Why the right stone should feel settled

The stone that looks right on a sample board often looks wrong in the place. Settlement is something felt in the quarry, not decided from a catalogue.

PhotographWhy the right stone should feel settled

There is a particular failure that occurs when stone is selected from a sample. The material is seen in a showroom, under controlled light, next to other materials chosen to complement it. It looks correct. It arrives on site and something is wrong.

The tone is different in daylight. The variation is more than the sample suggested. The scale feels larger than it did against the board. The edge — which was not visible from the sample — is not what was expected.

Settled stone is stone that belongs to the place around it. That quality cannot be manufactured.
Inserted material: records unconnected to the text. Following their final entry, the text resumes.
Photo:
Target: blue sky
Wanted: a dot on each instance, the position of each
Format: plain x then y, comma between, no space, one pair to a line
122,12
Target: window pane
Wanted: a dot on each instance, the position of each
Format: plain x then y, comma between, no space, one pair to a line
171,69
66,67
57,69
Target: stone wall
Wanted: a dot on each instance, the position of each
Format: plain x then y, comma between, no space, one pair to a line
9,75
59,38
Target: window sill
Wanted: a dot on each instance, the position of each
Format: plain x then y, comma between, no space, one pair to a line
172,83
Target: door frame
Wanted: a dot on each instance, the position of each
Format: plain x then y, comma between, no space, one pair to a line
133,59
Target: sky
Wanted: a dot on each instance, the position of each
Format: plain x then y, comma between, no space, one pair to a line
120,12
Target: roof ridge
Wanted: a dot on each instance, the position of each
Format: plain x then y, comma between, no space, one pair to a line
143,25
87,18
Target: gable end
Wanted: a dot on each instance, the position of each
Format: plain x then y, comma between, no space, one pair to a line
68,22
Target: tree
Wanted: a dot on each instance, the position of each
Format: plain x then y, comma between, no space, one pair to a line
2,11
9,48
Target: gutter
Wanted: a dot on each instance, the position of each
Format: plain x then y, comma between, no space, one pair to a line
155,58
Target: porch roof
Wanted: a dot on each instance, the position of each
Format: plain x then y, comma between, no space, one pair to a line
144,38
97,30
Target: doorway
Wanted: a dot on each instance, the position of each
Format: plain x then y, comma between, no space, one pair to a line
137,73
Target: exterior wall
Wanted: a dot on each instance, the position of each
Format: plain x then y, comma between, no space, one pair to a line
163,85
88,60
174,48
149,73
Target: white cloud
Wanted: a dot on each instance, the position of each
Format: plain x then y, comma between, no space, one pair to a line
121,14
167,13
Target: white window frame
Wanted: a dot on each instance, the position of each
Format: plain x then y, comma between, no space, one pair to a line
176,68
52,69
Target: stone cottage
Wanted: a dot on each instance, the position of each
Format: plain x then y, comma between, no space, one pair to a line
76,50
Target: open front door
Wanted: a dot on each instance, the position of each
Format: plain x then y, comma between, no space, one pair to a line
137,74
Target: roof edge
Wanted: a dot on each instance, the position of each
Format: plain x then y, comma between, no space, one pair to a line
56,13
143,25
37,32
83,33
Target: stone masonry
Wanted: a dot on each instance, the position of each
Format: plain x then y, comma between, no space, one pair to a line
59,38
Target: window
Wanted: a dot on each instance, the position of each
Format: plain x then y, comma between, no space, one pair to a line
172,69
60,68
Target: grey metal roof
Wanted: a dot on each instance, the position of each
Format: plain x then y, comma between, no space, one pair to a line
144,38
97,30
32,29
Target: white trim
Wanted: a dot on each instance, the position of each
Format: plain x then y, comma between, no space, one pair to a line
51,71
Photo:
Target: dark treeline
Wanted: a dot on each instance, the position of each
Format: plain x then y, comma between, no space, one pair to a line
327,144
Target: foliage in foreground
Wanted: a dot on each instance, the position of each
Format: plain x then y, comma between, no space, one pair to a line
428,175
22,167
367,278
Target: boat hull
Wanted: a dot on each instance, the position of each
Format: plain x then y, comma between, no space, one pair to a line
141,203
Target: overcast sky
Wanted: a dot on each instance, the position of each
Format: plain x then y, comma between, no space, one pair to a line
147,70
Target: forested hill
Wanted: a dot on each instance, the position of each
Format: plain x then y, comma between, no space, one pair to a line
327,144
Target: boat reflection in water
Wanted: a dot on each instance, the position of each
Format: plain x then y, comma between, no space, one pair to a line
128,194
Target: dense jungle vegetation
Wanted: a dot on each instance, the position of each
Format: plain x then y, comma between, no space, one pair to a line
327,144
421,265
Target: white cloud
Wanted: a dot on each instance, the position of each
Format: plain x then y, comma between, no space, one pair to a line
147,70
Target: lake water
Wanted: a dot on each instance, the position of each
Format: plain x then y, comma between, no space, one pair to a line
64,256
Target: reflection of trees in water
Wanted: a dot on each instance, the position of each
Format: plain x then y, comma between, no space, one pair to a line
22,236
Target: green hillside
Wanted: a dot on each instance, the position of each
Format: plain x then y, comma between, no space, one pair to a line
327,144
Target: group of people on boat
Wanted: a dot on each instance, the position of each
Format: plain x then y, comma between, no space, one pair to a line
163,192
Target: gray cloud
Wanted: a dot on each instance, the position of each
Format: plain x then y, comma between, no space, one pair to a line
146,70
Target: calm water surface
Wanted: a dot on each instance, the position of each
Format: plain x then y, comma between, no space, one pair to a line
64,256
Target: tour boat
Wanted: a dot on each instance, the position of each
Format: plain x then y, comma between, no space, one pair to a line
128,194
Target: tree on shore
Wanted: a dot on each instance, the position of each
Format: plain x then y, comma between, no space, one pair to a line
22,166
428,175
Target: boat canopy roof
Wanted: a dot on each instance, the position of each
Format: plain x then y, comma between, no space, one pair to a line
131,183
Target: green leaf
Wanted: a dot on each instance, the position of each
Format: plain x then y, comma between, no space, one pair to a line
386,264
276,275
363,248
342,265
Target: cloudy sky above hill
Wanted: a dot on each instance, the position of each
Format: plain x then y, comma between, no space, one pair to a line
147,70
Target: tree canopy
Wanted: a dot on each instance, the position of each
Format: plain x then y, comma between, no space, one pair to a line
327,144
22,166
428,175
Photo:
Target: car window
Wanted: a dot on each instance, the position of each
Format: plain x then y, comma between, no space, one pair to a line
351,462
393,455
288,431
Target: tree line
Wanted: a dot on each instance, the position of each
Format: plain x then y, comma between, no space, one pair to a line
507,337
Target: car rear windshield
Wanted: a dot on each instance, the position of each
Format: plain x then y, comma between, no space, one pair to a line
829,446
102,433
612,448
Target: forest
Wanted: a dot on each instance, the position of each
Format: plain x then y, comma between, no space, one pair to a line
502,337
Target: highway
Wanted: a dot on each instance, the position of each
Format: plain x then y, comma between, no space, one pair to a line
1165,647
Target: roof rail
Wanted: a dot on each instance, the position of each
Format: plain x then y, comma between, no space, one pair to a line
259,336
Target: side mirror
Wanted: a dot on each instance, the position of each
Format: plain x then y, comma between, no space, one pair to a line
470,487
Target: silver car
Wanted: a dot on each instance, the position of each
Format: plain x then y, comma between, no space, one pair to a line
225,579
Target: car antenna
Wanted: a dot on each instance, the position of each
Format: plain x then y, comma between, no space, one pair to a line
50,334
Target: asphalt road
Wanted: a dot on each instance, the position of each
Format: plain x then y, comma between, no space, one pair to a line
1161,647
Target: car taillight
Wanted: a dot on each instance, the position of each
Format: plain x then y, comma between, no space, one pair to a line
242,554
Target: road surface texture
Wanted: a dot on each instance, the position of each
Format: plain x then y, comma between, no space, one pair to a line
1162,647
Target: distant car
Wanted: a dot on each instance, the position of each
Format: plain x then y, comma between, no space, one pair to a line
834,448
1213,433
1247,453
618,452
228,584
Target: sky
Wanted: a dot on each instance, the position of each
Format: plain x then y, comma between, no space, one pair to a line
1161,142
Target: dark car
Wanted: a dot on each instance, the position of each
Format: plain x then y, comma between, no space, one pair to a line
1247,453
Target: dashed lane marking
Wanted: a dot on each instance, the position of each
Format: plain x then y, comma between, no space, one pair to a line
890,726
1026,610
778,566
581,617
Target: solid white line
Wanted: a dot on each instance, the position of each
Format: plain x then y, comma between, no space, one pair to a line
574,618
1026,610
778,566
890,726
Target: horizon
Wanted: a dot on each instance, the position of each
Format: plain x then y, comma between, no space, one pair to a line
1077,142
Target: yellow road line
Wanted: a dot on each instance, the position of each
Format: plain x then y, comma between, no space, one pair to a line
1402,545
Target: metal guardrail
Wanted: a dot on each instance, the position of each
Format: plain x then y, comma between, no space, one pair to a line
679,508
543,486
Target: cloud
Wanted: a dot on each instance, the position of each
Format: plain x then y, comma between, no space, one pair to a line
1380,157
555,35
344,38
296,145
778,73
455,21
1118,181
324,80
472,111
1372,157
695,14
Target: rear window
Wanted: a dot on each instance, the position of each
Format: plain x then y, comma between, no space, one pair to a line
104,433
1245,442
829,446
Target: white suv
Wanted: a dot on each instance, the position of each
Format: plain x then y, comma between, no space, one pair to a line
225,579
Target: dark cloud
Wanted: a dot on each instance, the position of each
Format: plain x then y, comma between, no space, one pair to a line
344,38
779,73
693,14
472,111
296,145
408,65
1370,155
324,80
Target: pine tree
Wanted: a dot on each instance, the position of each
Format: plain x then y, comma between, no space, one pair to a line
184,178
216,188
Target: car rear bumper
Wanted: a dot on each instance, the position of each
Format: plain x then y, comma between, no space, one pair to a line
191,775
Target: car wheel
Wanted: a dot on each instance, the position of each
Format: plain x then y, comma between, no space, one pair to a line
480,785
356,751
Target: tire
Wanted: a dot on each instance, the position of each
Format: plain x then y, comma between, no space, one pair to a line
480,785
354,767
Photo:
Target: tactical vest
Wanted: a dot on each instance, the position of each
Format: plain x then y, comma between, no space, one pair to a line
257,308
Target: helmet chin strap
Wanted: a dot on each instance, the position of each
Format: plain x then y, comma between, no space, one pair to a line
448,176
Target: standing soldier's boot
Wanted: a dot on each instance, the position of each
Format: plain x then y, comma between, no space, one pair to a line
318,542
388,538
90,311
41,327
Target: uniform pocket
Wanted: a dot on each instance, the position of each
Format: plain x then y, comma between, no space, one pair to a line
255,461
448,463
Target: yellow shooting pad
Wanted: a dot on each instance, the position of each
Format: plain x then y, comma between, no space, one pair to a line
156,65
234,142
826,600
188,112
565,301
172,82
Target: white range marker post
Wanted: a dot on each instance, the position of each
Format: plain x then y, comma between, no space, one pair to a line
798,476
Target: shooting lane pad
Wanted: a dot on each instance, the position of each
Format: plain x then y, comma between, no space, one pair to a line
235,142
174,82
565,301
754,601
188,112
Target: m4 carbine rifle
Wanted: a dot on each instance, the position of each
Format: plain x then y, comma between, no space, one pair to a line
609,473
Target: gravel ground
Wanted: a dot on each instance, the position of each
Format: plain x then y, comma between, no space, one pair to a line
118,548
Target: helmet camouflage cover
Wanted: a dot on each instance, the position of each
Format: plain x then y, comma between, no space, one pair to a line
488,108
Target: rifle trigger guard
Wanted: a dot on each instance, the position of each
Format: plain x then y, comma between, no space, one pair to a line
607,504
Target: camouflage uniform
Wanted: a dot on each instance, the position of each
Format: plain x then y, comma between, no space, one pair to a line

Settlement in stone is not a visual quality alone. It is a combination of tone, surface texture, edge character, variation and weight — all of which are understood properly only at the face, in the block yard, or in a completed project where the same material has been laid and lived in.

The stones Assheton carries have been seen in quantity, in different lights, against different grounds. The question asked of each one is not whether it is a good stone, but whether it will settle correctly in the settings it is likely to meet.

Many good stones are not carried because, however fine the material, it does not have the quality of settlement. It would always look placed rather than belonging.

Selection is, in part, the ability to distinguish between the two — and to leave behind the ones that would not sit still.